The company has seven mining operations in Nevada, and each mine is being audited. Results of those field audits are expected by mid-2012.
Chris Nielsen, deputy director of the Nevada Department of Taxation, said the agency has notified every mine operator in the state to expect a field audit in the coming months. Newmont Mining Corp., based in Denver, is the state's second-largest operator and will be next for the audit.
SB493 was passed by the Legislature after the state's former tax chief said the agency hadn't conducted field audits of mining operators for at least two years and lacked trained staff to do so.
Besides creating the oversight commission to coordinate mining regulation, including environmental and work safety aspects, the law repealed fees and deductions that mining companies can deduct from taxes paid on minerals. Nevada's constitution limits taxes that mines pay on minerals to 5 percent of net proceeds - an amount calculated after extraction and other business costs are factored.
That protection has been in place since Nevada gained statehood in 1864. But the industry came under renewed scrutiny during this year's legislative session as gold prices soared and state coffers collapsed under the crush of the Great Recession.
Nielsen said the tax department, after a paper review of operators this year, disallowed about $74 million in deductions, amounting to about $4 million in added revenue collections.
State Sen.
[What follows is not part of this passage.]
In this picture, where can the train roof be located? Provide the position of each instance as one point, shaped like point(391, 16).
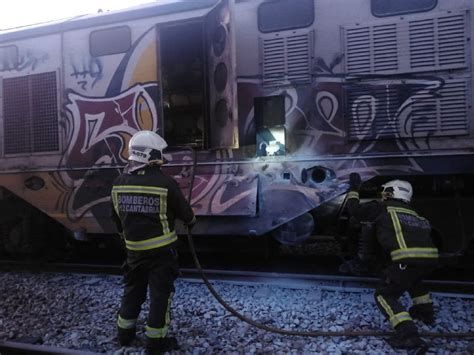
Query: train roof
point(164, 7)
Steven Horsford, D-Las Vegas, a candidate for Nevada's 4th Congressional District, said he was concerned whether all the audits can be completed on time, given that state law provides a statute of limitations of three years to claim back taxes. Horsford also serves on the oversight commission.
But Nielsen said once the initial audits are completed, the process should be shorter and will be conducted on a regular basis every three years.
Bob Fulkerson, executive director of the Progressive Leadership Alliance of Nevada, urged the appointed commission to inventory the cumulative effects of the industry on the state, including toxic releases and cleanup efforts.
PLAN has been a critic of the industry for years and has backed efforts, so far unsuccessfully, to repeal the net proceeds tax cap. Fulkerson said the commission should "make a determination about whether mining deserves to be singled out in the Nevada Constitution for special tax protections."
Legislators this year approved a proposed constitutional amendment to repeal the cap. If SJR15 is passed again by lawmakers in 2013, it will be placed on the 2014 ballot for final voter approval.
Nevada is the largest gold producer in the United States, accounting for 72 percent of the nation's gold production in 2010.